MISSOURI STATE ARCHIVES
Timeline of Missouri's African American History

Missouri's African American Historical Timeline 1821 - 1858
1821 President James Monroe signed a proclamation on August 10, 1821 for Missouri to become the 24th state.
1821 The American Colonization Society founded the colony of Liberia in western Africa for freed slaves.
1823 The Missouri General Assembly authorized each county to establish slave patrols to guard against slave plots and insurrections.
1824  The Missouri General Assembly retained territorial legislation enabling persons held in slavery illegally to sue for their freedom (December 30).
1824 In the slave freedom suit Winny v. Whitesides, the Missouri Supreme Court established the judicial precedent of "once free, always free" on December 30, 1824 to determine the outcome of freedom suits, retaining prior territorial legislation.
1827 In Merry v. Tiffin & Menard, the Missouri Supreme Court held that a slave was emancipated by residence in any territory where slavery was prohibited by the Northwest Ordinance of 1787.
1829 In Trammel v. Adams, the Missouri Supreme Court determined that residence in Illinois entitled a slave to freedom even if s/he came to Missouri afterward.
1834 Missouri Supreme Court case Marguerite v.
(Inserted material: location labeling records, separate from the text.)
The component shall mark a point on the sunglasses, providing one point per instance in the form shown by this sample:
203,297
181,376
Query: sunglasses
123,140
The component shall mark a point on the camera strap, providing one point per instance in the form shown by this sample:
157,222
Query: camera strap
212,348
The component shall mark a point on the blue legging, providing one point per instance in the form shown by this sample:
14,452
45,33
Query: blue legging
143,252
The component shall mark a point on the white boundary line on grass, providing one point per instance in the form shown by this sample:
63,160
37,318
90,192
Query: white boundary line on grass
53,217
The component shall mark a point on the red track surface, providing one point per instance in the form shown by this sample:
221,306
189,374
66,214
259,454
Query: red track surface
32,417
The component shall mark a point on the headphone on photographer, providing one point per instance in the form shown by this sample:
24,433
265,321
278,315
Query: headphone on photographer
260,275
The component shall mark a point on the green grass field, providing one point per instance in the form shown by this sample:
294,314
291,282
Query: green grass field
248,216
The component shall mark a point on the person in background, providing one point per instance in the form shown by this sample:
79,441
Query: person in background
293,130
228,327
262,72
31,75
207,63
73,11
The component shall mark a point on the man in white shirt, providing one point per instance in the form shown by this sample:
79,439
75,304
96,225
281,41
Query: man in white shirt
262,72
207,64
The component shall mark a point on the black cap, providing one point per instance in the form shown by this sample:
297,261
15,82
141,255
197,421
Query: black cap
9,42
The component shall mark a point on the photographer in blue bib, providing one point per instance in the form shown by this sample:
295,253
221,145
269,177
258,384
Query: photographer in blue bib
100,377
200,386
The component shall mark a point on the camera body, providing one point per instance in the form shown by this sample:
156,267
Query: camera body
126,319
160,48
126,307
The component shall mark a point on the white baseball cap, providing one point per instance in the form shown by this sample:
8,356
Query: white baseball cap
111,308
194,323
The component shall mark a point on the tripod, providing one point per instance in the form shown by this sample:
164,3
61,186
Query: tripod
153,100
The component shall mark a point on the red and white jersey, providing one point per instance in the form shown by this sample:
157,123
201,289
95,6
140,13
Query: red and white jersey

Pierre Chouteau, Sr. officially ended Indian slavery in Missouri on November 14, 1834.
1835 An Act concerning free negroes and mulattos requiring all free persons of color, ages seven to twenty-one, to be bound as apprentices or servants was passed on March 14, 1835. To remain in Missouri, older free persons of color were required to obtain a "free-license" from the county court.
1836 The descendants of Marie Jean Scypion, an Afro-Indian slave in colonial Missouri, were awarded freedom by the Jefferson County Circuit Court based on their Native American ancestry following legal battles that lasted over three decades. The Missouri Supreme Court and the United States Supreme Court upheld the decision in 1838.
1836 In Rachel v. Walker, the Missouri Supreme Court held that if an officer of the United States Army takes a slave to a territory where slavery is prohibited, he forfeits his property.
1836 After he fatally stabbed a deputy sheriff, Francis McIntosh was brutally lynched in St. Louis, earning the city a reputation for lawlessness and barbaric behavior (April 28).
1837 Elijah Lovejoy, abolitionist clergyman and St. Louis newspaper editor, died defending his press from a mob siege in Alton, Illinois (November 7).
1837 The Missouri Supreme Court, in Jennings v. Kavanaugh, ruled that an owner was not liable for the criminal acts of his slave property.

Painting of Dred Scott
Dred Scott
courtesy Missouri Historical Society

1846  The constitutionality of the "free-license" law was upheld.
1846 Dred and Harriet Scott, an enslaved couple in St. Louis, sued for their freedom in the St. Louis Circuit Court on April 6, 1846, under Missouri’s “once free always free” statutes.  The suit was allowed based on their owner moving them to the free territory of Wisconsin before returning them to Missouri.
1847 The Missouri General Assembly passed An Act respecting slaves, free negroes, and mulattos prohibiting the education of Black people, free or enslaved, on February 16, 1847. This act also included that no other free persons of color could immigrate into the state, contradicting the second Missouri Compromise which stated the Missouri constitution should "never be construed to authorize the passage of any law" impairing the privileges and immunities of any U.S. citizen.
1854 President Franklin Pierce signed the Kansas-Nebraska Act, allowing "popular sovereignty" to determine whether a territory would be a slave or free state. This act set the stage for the violent Kansas-Missouri border wars where Missouri "Border Ruffians" and Kansas "Jayhawkers" transformed a frontier quarrel over slavery's borders into a national issue (May 30)
1855  Celia, a Callaway County enslaved woman, was executed for the murder of her sexually abusive owner, Robert Newsom on December 23, 1855. In Missouri in 1855, it was a crime “to take any woman unlawfully against her will and by force, menace or duress, compel her to…be defiled,” allowing women to argue self-defense in resisting such assaults. However, the court ruled that enslaved women did not have such a right.
1857  U.S. Chief Justice Roger B. Taney handed down the Dred Scott decision March 6, 1857. The case, Dred Scott v. Sanford, which originated in St. Louis, intensified the controversy regarding the expansion of slavery. Taney concluded that Scott lacked standing in court because he lacked U.S. citizenship. In Taney's Opinion, enslaved people as well as free persons of color, would never be able to become U.S. citizens and therefore Scott had no standing to sue in a court of law. Taney also took the opportunity to argue that each state had the right to determine the status of enslaved people, and Congress had exceeded its powers in forbidding slavery in certain areas of the Louisiana Purchase; therefore, the Missouri Compromise was unconstitutional.
1858  The Colored Aristocracy of St. Louis, published by Cyprian Clamorgan, profiled St. Louis free African American society.